Question

In fig., altitude \[AD\] and \[CE\] of \[\Delta ABC\] intersect each other at the point \[P\].
Show that:
A) \[\Delta AEP \sim \Delta CDP\]
B) \[\Delta ABD \sim \Delta CBE\]
C) \[\Delta AEP \sim \Delta ADB\]
D) \[\Delta PDC \sim \Delta BEC\]

Answer 1

Hint: We know that the altitudes of triangles form right angles.
We also know that; the vertically opposite angles are equal to each other.
Using these conditions and diagrams we can find the condition of similarity of the triangles.
For any two right-angle triangles, if one of the other two angles is equal then the third angle is also equal to each other. This condition is known as A-A-A similarity condition.

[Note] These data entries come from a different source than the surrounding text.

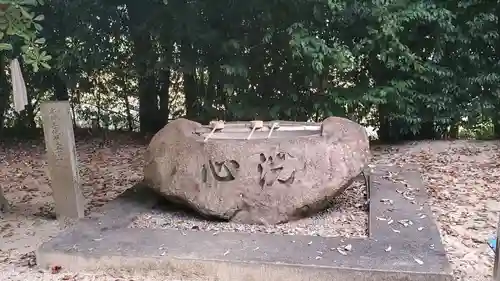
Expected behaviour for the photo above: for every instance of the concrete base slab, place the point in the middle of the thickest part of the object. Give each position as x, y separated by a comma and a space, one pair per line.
403, 244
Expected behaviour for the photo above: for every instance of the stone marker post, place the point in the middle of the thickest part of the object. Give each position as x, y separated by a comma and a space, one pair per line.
61, 156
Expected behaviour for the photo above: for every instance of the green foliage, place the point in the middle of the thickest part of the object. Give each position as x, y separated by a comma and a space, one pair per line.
19, 29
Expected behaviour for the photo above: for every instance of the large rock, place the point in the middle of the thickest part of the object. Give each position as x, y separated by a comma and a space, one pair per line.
266, 181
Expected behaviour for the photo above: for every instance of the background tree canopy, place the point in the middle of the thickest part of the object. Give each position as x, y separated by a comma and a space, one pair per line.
413, 69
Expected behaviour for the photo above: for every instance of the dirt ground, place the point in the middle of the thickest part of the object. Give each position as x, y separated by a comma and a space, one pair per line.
462, 179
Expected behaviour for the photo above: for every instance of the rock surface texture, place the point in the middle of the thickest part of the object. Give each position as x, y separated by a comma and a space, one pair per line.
262, 180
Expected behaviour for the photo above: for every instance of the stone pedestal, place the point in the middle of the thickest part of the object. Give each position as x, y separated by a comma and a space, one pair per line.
61, 157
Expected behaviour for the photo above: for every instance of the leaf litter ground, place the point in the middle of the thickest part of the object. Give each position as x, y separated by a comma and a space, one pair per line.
462, 179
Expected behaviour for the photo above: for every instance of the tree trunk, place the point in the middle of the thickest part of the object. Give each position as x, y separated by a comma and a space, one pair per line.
60, 88
384, 132
144, 58
4, 93
164, 95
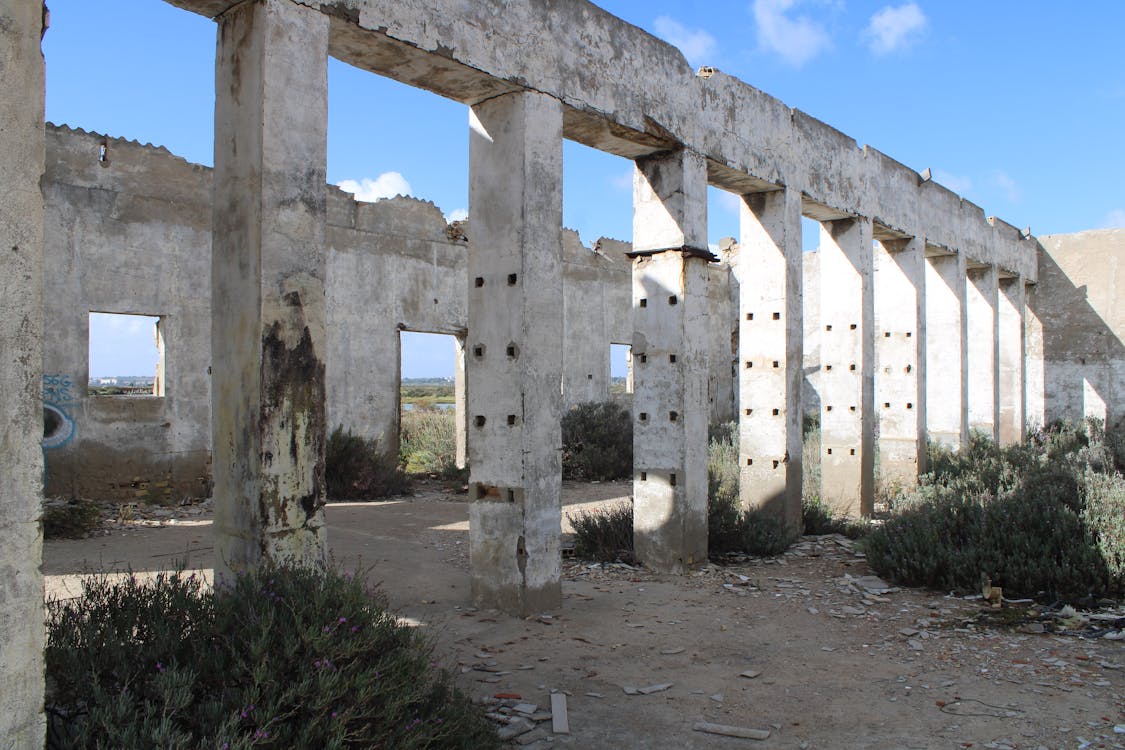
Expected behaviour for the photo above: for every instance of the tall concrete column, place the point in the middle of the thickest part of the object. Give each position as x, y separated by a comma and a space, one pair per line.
847, 355
460, 406
946, 379
268, 271
21, 142
1010, 363
900, 359
770, 339
671, 407
983, 377
514, 363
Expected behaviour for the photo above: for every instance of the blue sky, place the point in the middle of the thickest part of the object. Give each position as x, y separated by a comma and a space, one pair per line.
1017, 105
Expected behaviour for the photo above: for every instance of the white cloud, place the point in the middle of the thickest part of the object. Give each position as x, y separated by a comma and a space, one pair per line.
795, 39
892, 27
1115, 219
695, 44
387, 184
957, 184
1008, 186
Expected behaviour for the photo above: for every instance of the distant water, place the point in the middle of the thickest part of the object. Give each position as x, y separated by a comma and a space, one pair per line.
443, 407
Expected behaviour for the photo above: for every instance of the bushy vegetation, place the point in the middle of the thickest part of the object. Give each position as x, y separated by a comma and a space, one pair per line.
357, 469
73, 518
428, 442
1044, 520
604, 534
286, 658
597, 442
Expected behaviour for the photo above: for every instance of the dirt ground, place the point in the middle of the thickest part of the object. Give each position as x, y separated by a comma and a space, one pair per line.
795, 645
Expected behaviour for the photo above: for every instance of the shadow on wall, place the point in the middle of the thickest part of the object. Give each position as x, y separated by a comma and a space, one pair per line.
1083, 358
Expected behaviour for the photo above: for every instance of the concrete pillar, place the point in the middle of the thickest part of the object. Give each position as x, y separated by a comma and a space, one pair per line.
900, 358
1010, 337
460, 405
946, 400
514, 364
981, 295
268, 270
671, 407
21, 142
770, 336
847, 357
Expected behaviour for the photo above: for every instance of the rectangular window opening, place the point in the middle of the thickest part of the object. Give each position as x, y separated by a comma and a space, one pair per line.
126, 354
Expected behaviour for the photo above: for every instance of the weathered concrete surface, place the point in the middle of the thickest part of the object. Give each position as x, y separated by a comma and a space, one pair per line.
768, 267
268, 278
1076, 328
982, 294
900, 359
633, 95
671, 408
127, 231
1010, 325
847, 318
514, 363
946, 363
21, 633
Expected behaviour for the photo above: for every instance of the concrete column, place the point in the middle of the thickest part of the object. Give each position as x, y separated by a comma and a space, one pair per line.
268, 270
671, 408
981, 295
900, 358
514, 364
460, 405
946, 400
1010, 363
770, 339
21, 142
847, 357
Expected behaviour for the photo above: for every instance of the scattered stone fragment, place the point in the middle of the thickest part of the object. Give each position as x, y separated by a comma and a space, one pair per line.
726, 730
560, 723
655, 688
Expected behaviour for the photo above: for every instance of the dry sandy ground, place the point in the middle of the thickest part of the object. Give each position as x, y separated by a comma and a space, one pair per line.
837, 666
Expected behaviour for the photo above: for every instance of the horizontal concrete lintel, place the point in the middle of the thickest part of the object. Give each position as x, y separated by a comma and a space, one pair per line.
686, 250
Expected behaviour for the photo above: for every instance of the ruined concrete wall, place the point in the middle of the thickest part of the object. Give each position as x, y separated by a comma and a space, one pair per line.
127, 231
1076, 328
21, 631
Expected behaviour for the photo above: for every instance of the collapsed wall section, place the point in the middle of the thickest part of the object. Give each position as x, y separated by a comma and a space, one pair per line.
128, 229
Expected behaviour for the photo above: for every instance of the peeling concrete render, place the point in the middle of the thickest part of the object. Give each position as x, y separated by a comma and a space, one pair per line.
918, 319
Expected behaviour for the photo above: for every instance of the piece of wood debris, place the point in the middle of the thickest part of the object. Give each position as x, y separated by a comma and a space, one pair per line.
726, 730
560, 723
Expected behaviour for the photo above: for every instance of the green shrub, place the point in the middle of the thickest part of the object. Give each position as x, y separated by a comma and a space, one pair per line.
357, 469
73, 518
604, 534
1042, 520
428, 442
597, 442
286, 658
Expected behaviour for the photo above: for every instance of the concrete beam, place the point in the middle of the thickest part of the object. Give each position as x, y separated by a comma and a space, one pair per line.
981, 303
946, 360
847, 355
21, 141
1010, 363
768, 270
671, 406
900, 359
514, 362
268, 277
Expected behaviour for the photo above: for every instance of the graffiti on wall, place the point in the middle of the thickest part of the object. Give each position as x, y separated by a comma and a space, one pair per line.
59, 427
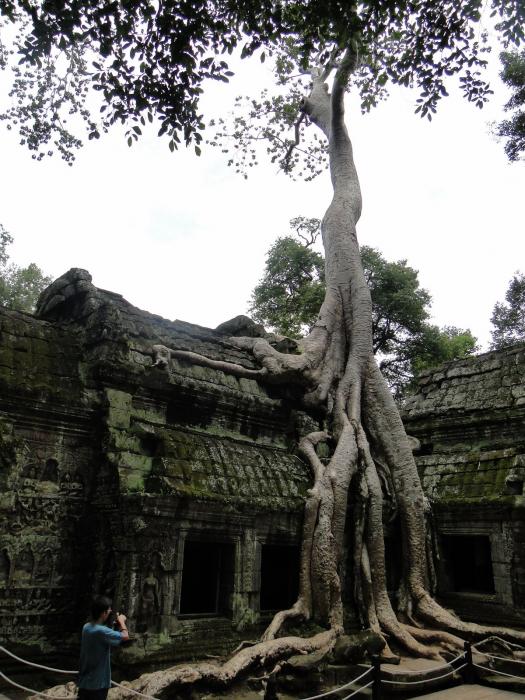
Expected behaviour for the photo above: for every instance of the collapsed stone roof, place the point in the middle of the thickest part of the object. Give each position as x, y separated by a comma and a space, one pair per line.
188, 430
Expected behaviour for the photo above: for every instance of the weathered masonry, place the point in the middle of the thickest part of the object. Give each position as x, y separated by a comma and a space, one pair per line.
469, 418
175, 491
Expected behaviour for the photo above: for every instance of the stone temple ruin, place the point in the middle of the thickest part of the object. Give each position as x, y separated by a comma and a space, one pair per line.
177, 490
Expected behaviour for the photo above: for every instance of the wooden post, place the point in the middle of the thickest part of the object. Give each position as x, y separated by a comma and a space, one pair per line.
469, 674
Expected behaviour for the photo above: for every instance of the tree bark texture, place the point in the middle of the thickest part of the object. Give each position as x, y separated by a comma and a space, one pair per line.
370, 451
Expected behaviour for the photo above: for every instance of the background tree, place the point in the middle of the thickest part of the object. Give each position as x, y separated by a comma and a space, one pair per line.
19, 286
319, 49
513, 129
288, 298
508, 318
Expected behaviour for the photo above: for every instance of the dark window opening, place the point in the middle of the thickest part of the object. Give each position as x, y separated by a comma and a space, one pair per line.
279, 576
426, 448
468, 563
149, 445
50, 471
514, 486
207, 578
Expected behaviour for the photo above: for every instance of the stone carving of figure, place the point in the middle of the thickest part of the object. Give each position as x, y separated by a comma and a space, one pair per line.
149, 607
4, 569
50, 471
24, 565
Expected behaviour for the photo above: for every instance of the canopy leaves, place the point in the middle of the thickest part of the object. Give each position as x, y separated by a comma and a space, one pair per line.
150, 60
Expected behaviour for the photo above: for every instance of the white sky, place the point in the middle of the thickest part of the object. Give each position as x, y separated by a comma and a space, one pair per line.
186, 238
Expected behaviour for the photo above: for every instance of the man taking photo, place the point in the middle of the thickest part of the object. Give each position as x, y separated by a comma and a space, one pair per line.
94, 679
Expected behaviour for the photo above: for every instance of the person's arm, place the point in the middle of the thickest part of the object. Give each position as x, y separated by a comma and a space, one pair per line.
121, 622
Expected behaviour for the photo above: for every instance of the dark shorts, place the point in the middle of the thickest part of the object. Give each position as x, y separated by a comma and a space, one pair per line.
85, 694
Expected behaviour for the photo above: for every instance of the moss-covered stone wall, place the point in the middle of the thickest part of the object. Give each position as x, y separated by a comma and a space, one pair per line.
469, 419
109, 465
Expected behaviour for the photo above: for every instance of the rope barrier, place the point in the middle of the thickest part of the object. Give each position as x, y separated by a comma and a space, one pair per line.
436, 668
30, 663
30, 690
502, 658
343, 687
499, 639
347, 697
135, 692
500, 673
425, 680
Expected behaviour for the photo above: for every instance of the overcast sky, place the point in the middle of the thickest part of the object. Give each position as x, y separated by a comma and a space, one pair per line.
186, 238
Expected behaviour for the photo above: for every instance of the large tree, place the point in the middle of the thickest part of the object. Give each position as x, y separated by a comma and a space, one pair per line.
513, 130
320, 49
288, 297
508, 318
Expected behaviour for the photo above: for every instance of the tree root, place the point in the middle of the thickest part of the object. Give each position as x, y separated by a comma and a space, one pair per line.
258, 656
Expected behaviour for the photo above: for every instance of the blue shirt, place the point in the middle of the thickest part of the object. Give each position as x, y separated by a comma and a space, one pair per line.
95, 668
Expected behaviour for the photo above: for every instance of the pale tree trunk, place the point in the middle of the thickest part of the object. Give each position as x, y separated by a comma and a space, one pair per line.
340, 375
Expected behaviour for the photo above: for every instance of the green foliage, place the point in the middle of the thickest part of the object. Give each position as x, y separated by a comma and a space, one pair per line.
513, 129
508, 318
19, 286
289, 296
435, 345
151, 60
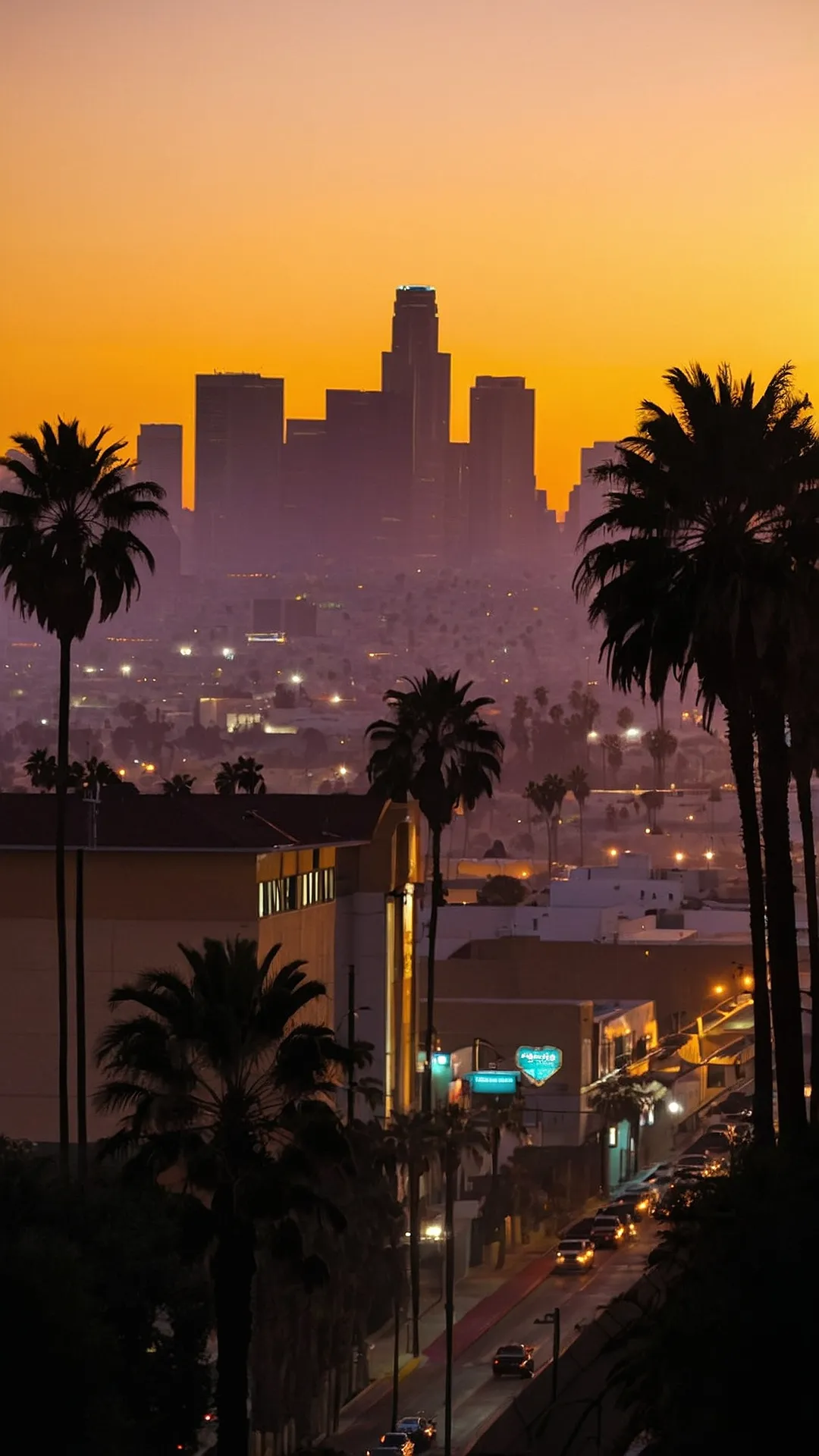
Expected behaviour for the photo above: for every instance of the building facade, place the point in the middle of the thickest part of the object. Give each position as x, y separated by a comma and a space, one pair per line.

Then, we can say that the triangles are similar.

Complete step-by-step answer:
It is given that; \[AD\] and \[CE\] are the altitudes of \[\Delta ABC\] intersect each other at the point \[P\]
We have to show that,
\[\Delta AEP \sim \Delta CDP\]
\[\Delta ABD \sim \Delta CBE\]
\[\Delta AEP \sim \Delta ADB\]
\[\Delta PDC \sim \Delta BEC\]
To prove: \[\Delta AEP \sim \Delta CDP\]
Since, \[AD\] and \[CE\] are the altitudes of \[\Delta ABC\].
\[\angle AEP = \angle CDP\], as each angle is \[{90^ \circ }\].
In \[\Delta AEP\] and \[\Delta CDP\]
\[\angle AEP = \angle CDP\]
\[\angle APE = \angle CPD\] as they are vertically opposite angles.
So, by A-A-A similarity \[\Delta AEP \sim \Delta CDP\].
To prove: \[\Delta ABD \sim \Delta CBE\]
Since, \[AD\] and \[CE\] are the altitudes of \[\Delta ABC\].
\[\angle ADB = \angle CEB\], as each angle is \[{90^ \circ }\].
In \[\Delta ABD\] and \[\Delta CBE\]
\[\angle ADB = \angle CEB\]
\[\angle ABD = \angle CBE\] as they are common angles.
So, by A-A-A similarity \[\Delta ABD \sim \Delta CBE\].
To prove: \[\Delta AEP \sim \Delta ADB\]
Since, \[AD\] and \[CE\] are the altitudes of \[\Delta ABC\].
\[\angle AEP = \angle ADB\], as each angle is \[{90^ \circ }\].
In \[\Delta ABD\] and \[\Delta CBE\]
\[\angle AEP = \angle ADB\]
\[\angle PAE = \angle DAB\] as they are common angles.
So, by A-A-A similarity \[\Delta AEP \sim \Delta ADB\].
To prove: \[\Delta PDC \sim \Delta BEC\]
Since, \[AD\] and \[CE\] are the altitudes of \[\Delta ABC\].
\[\angle CEB = \angle CDP\], as each angle is \[{90^ \circ }\].
In \[\Delta ABD\] and \[\Delta CBE\]
\[\angle CEB = \angle CDP\]
\[\angle BCE = \angle PCD\] as they are common angles.
So, by A-A-A similarity \[\Delta PDC \sim \Delta BEC\].
Hence,
\[\Delta AEP \sim \Delta CDP\]
\[\Delta ABD \sim \Delta CBE\]
\[\Delta AEP \sim \Delta ADB\]
\[\Delta PDC \sim \Delta BEC\]

Note: If the three angles of any triangle are equal to the respective angles of another triangle, then the triangles are called similar triangles.
The altitude (also known as the height) of a triangle is perpendicular to the base.
When two lines intersect each other, then the opposite angles formed due to intersection are called vertical angles or vertically opposite angles. A pair of vertically opposite angles are always equal to each other.